A Message From St. John Paul II’s Homily for the Feast of the Holy Family, 1978
The family of Nazareth, which the Church, especially in today’s liturgy, puts before the eyes of all families, really constitutes that culminating point of reference for the holiness of every human family. The history of this Family is described very concisely in the pages of the Gospel. We get to know only a few events in its life. However what we learn is sufficient to be able to involve the fundamental moments in the life of every family, and to show that dimension, to which all men who live a family life are called: fathers, mothers, parents, children, The Gospel shows us, very clearly, the educative aspect of the family. He went down with them and came to Nazareth, and was obedient to them (Luke 2:51).
This submission, obedience, readiness to accept the mature examples of the human conduct of the family, is necessary, on the part of children and of the young generation. Jesus, too, was “obedient” in this way. And parents must measure their whole conduct with this “obedience”, this readiness of the child to accept the examples of human behaviour. This is the particularly delicate point of their responsibility as parents, of their responsibility with regard to the man, this little and then growing man entrusted to them by God himself. They must also keep in mind everything that happened in the life of the Family of Nazareth when Jesus was twelve years old; that is, they bring up their child not just for themselves, but for him, for the tasks which he will have to assume later. The twelve-year-old Jesus replied to Mary and Joseph: Did you not know that I must be about my Father’s business? (Luke 2:40).

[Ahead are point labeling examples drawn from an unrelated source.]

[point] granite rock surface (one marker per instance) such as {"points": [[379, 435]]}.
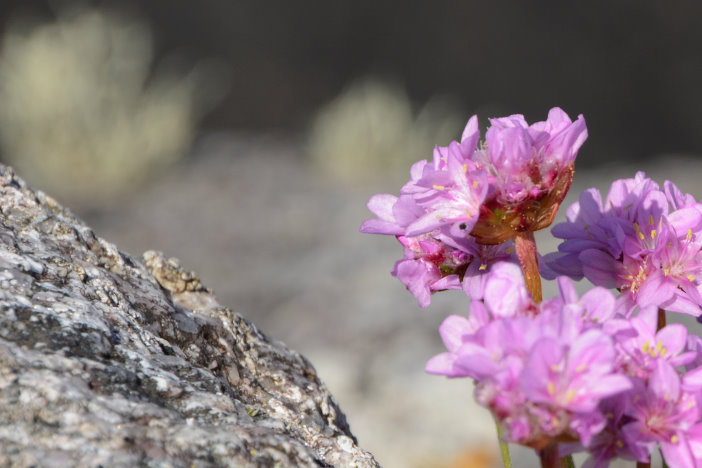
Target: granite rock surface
{"points": [[110, 360]]}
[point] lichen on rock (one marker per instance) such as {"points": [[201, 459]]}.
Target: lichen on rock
{"points": [[108, 360]]}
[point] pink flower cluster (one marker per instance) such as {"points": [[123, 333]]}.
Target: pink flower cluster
{"points": [[600, 373], [586, 371], [458, 213]]}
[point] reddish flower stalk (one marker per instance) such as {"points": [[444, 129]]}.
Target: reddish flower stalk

The deepest human problems are connected with the family. It constitutes the primary, fundamental and irreplaceable community for man. The mission of being the primary vital cell of society has been given to the family by God himself, the Second Vatican Council affirms. (Apostolicam Actuositatem, 11). The Church wishes to bear a particular witness to that too during the Octave of Christmas, by means of the feast of the Holy Family. She wishes to recall that the fundamental values, which cannot be violated without incalculable harm of a moral nature, are bound up with the family. Material perspectives and the “economico-social” point of view often prevail over the principles of Christian and even human morality. It is not enough, then, to express only regret. It is necessary to defend these fundamental values tenaciously and firmly, because their violation does incalculable harm to society and, in the last analysis, to man. No experience of the different nations in the history of mankind, as well as our contemporary experience, can serve as an argument to reaffirm this painful truth, that is, that it is easy, in the fundamental sphere of human existence in which the role of the family is decisive, to destroy essential values, while it is very difficult to reconstruct these values.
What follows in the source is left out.